I’ll use the common architecture of a Web application submitting background jobs to workers via Kafka (for example, to generate a PDF of some report). Except for the use of Kafka in this role, this is common in Web applications, and (speaking from experience!) when Kafka is already deployed, there is an impulse to use it instead of deploying yet-another queue system.

Note: when Queues for Kafka (KIP-932) becomes a thing, a lot of these concerns go away. I look forward to it!

What I want to characterize here is the worst-case “unfairness” of jobs being assigned to workers. There are many other reasons to not use Kafka as a job queue, but this unfairness is (in my view) the strongest reason. In most queues, you put work into the queue and every worker… well, works until all the work is done. It sound obvious, but that’s the raison d’être for these things! When (mis-)using Kafka as a queue, this is not the case: work can get unfairly assigned to one worker, even if other workers have nothing to do. So, how many jobs can one worker be assigned, before any other worker is given work? This can be worked out with this formula:

WorstCaseJobsPerConsumer = (Partitions / Consumers) * Producers

To work an example, say you have a topic with 16 partitions, because you would like to be able to scale up to 16 consumers at peak times, but, at your current load you only predict you need 4 consumers processing jobs. Further, say you have 5 producers (Web application servers, here - Gunicorn processes, Kubernetes pods, whatever) that receive an API call and put a job onto this Kafka topic. Imagine these Web workers are behind a load balancer which routes API calls in a round-robin fashion to each of those 5 Web workers. Pretty typical architecture right?

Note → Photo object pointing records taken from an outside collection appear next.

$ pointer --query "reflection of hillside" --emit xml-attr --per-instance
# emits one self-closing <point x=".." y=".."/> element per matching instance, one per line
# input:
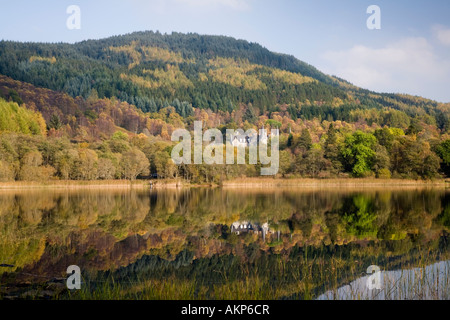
<point x="43" y="232"/>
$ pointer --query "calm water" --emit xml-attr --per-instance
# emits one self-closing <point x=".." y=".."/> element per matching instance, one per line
<point x="225" y="244"/>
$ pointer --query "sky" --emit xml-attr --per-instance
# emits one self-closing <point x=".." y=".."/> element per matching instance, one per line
<point x="409" y="54"/>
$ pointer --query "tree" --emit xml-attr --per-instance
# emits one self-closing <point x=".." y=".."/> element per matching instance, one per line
<point x="358" y="153"/>
<point x="135" y="163"/>
<point x="443" y="150"/>
<point x="55" y="122"/>
<point x="331" y="150"/>
<point x="305" y="141"/>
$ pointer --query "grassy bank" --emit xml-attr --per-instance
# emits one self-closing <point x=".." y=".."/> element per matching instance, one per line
<point x="236" y="183"/>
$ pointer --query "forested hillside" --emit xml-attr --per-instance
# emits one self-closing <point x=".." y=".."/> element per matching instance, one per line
<point x="93" y="109"/>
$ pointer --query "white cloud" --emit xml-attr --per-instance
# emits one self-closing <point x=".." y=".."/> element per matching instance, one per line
<point x="233" y="4"/>
<point x="407" y="66"/>
<point x="442" y="34"/>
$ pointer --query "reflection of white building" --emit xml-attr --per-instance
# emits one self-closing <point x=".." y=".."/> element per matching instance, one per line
<point x="243" y="140"/>
<point x="241" y="227"/>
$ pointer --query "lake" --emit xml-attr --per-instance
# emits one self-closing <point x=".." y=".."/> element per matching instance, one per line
<point x="214" y="243"/>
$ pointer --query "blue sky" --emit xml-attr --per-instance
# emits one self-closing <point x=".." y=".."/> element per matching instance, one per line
<point x="410" y="54"/>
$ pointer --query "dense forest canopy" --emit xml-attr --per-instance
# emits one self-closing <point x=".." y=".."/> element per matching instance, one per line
<point x="106" y="104"/>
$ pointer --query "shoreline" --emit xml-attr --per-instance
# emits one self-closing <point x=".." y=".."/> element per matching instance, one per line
<point x="235" y="183"/>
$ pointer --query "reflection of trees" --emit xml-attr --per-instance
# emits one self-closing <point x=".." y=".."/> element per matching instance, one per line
<point x="114" y="228"/>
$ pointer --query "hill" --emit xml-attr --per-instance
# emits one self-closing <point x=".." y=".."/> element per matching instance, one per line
<point x="108" y="104"/>
<point x="151" y="70"/>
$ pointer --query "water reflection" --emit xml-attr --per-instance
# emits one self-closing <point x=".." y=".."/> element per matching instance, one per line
<point x="293" y="244"/>
<point x="428" y="283"/>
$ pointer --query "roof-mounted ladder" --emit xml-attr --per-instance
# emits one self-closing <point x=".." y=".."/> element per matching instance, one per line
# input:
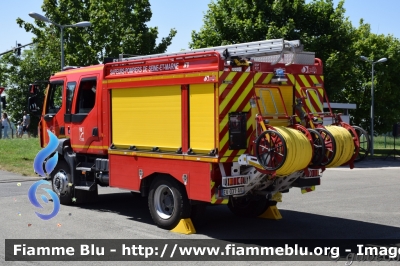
<point x="241" y="50"/>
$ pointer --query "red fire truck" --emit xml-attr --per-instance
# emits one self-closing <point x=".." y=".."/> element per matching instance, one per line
<point x="236" y="125"/>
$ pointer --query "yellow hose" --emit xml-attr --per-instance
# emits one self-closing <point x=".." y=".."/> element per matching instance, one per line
<point x="344" y="145"/>
<point x="299" y="151"/>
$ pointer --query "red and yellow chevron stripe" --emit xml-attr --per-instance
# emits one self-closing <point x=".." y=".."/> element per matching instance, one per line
<point x="309" y="86"/>
<point x="214" y="192"/>
<point x="307" y="189"/>
<point x="235" y="91"/>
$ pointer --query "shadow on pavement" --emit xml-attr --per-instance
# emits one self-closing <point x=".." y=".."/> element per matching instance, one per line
<point x="218" y="222"/>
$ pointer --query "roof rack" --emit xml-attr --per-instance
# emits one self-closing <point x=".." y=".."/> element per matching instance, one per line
<point x="248" y="50"/>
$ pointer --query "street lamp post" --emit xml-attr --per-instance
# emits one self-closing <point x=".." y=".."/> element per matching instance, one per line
<point x="45" y="19"/>
<point x="372" y="97"/>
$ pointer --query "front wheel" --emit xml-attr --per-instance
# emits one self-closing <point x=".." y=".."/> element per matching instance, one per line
<point x="168" y="202"/>
<point x="62" y="183"/>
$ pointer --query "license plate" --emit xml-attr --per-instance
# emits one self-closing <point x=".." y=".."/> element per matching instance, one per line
<point x="232" y="191"/>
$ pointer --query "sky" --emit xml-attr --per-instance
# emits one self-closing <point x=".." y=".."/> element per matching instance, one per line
<point x="187" y="15"/>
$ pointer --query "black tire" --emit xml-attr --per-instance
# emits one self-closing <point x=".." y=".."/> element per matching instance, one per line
<point x="197" y="212"/>
<point x="61" y="180"/>
<point x="168" y="202"/>
<point x="365" y="143"/>
<point x="248" y="206"/>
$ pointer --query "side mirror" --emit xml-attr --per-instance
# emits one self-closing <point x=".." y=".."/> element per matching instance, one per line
<point x="32" y="104"/>
<point x="33" y="88"/>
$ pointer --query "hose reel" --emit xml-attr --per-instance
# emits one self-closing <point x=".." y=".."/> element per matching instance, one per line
<point x="284" y="150"/>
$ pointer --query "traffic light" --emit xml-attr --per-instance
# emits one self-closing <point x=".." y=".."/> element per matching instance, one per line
<point x="3" y="102"/>
<point x="18" y="50"/>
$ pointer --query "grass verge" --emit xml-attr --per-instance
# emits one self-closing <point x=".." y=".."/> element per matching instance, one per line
<point x="17" y="155"/>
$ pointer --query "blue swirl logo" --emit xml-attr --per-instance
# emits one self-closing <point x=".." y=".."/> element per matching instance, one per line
<point x="44" y="154"/>
<point x="43" y="158"/>
<point x="35" y="202"/>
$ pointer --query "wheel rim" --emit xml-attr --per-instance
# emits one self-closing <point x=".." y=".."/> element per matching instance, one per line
<point x="330" y="146"/>
<point x="271" y="150"/>
<point x="319" y="147"/>
<point x="60" y="182"/>
<point x="164" y="202"/>
<point x="364" y="143"/>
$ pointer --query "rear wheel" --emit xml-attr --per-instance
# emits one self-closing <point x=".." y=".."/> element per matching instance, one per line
<point x="168" y="202"/>
<point x="248" y="206"/>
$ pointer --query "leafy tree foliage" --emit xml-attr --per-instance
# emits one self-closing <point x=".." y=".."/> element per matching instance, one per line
<point x="322" y="28"/>
<point x="18" y="73"/>
<point x="358" y="79"/>
<point x="118" y="27"/>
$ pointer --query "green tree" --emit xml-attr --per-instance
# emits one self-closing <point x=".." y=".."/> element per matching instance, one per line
<point x="18" y="73"/>
<point x="118" y="26"/>
<point x="322" y="28"/>
<point x="319" y="26"/>
<point x="358" y="79"/>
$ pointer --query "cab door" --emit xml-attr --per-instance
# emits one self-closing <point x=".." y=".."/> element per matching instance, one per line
<point x="84" y="119"/>
<point x="54" y="109"/>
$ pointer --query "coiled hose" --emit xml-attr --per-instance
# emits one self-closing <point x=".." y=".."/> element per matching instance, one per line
<point x="344" y="145"/>
<point x="299" y="151"/>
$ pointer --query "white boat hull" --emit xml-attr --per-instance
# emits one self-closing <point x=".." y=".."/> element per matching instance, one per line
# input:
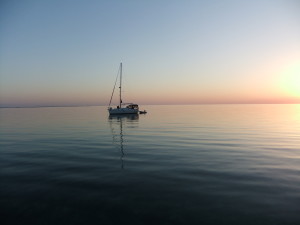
<point x="118" y="111"/>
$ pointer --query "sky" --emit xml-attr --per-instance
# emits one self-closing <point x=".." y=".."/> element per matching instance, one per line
<point x="67" y="52"/>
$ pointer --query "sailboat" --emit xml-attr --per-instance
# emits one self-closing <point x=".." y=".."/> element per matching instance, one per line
<point x="122" y="108"/>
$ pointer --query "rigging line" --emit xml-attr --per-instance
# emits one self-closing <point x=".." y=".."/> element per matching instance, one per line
<point x="114" y="87"/>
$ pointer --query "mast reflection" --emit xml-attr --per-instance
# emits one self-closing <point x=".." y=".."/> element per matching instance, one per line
<point x="116" y="123"/>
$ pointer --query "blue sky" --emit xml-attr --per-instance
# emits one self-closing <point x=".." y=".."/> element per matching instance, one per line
<point x="68" y="52"/>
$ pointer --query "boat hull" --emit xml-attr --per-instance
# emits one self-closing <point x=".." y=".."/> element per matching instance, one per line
<point x="118" y="111"/>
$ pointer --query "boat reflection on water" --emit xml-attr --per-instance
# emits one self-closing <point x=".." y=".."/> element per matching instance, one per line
<point x="118" y="124"/>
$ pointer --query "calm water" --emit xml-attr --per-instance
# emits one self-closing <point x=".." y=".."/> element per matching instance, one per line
<point x="206" y="164"/>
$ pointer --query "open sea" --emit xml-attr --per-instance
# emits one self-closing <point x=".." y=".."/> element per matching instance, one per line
<point x="183" y="164"/>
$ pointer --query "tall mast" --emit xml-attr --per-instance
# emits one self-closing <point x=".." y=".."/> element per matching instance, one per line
<point x="120" y="84"/>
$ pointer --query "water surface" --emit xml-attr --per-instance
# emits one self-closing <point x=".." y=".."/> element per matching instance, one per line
<point x="206" y="164"/>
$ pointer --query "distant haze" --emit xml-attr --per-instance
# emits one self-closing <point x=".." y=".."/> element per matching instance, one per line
<point x="67" y="53"/>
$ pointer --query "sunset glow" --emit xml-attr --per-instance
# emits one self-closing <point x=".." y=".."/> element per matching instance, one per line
<point x="173" y="52"/>
<point x="290" y="80"/>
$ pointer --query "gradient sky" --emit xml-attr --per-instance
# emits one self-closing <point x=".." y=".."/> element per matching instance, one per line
<point x="67" y="52"/>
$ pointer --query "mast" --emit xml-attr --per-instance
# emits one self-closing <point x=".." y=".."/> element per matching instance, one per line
<point x="120" y="85"/>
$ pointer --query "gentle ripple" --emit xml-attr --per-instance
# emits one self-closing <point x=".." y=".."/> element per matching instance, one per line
<point x="206" y="164"/>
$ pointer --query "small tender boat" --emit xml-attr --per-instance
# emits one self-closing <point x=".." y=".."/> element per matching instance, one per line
<point x="122" y="108"/>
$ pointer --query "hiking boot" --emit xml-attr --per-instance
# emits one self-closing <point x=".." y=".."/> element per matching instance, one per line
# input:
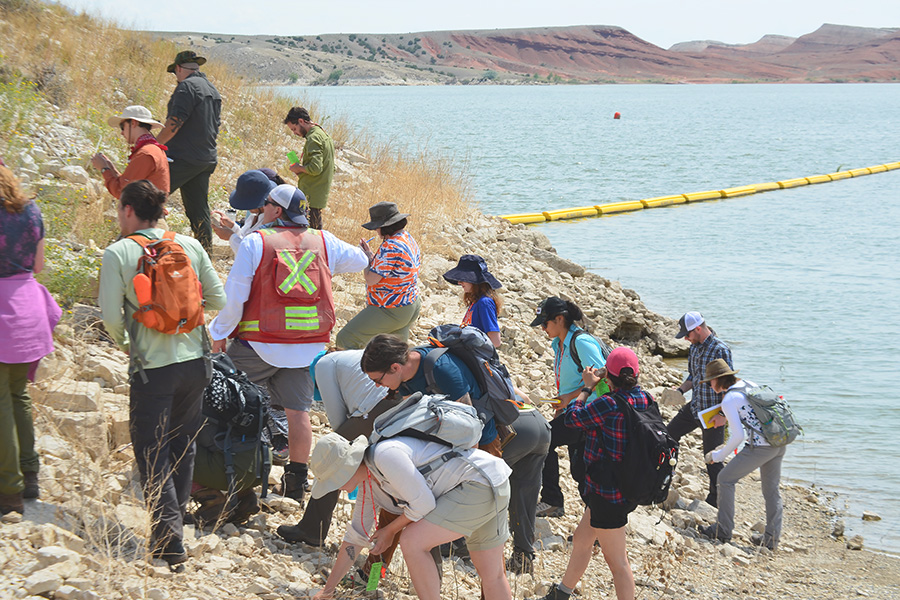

Plugging these numbers in, we get (16 / 4) * 5 == 20: that means, if you’re unlucky, the next 20 jobs coming along could all be routed to a single consumer, and that consumer has to churn away at those 20 jobs while its 3 counterparts will sit idle. How this would happen is by the following somewhat unlucky sequence of events:

This exact sequence of events is rare, but milder variations of this happen constantly when Kafka is used this way, at a low volume - such as only half, or three-quarters of your workers being busy, while the remainder are idle and there’s work queued, just sitting there.

To decide if this matters to your application, think about your peak periods and how many jobs might be created in that period, and what the latency expectations are for those jobs. If it’s a small internal application used by, say, 15 users, and they all (in the same instant) request 1 job that takes 5 minutes to run, then those 15 jobs can land on the same consumer and the queue takes 75 minutes to clear, leading to some of those users being very unhappy. This doesn’t always happen, but it can. On the other hand, if you have 200 users each requesting 1 job and those jobs take 1 second to run, these 200 jobs will be much more fairly distributed and all workers will be contributing to clearing that queue. So where, exactly, is this cutoff? As a rule of thumb, if you have at least WorstCaseJobsPerConsumer * Consumers jobs in-flight in your peak period (in the above example, this is 20 * 4 == 80 jobs), then you can be sure that all your workers are doing some work, because there are enough jobs to overcome the aforementioned worst-case behaviour. If there are fewer jobs than this, you run the risk that some workers will not be pulling their weight.

Please note that I’m completely ignoring varying job run times. That makes this problem significantly worse, because again, work is assigned to workers on a record-by-record basis, irrespective of how long those jobs take. A long job will block a short job and there’s nothing you can do about it.

I am not trying to say Kafka is a bad tool - what I am saying is it was not designed for such a low volume. It was designed for exactly the opposite (millions or billions of records) where a conventional single-node message broker simply cannot keep up. It strips away a lot of the very useful features of these conventional brokers in order to go faster. If you don’t need that speed, you are losing a lot in that trade-off!

In conclusion: the oft-quoted wisdom is right; Kafka is not a good job queue, especially not at particularly low volumes, at least until Queues for Kafka (KIP-932) comes along.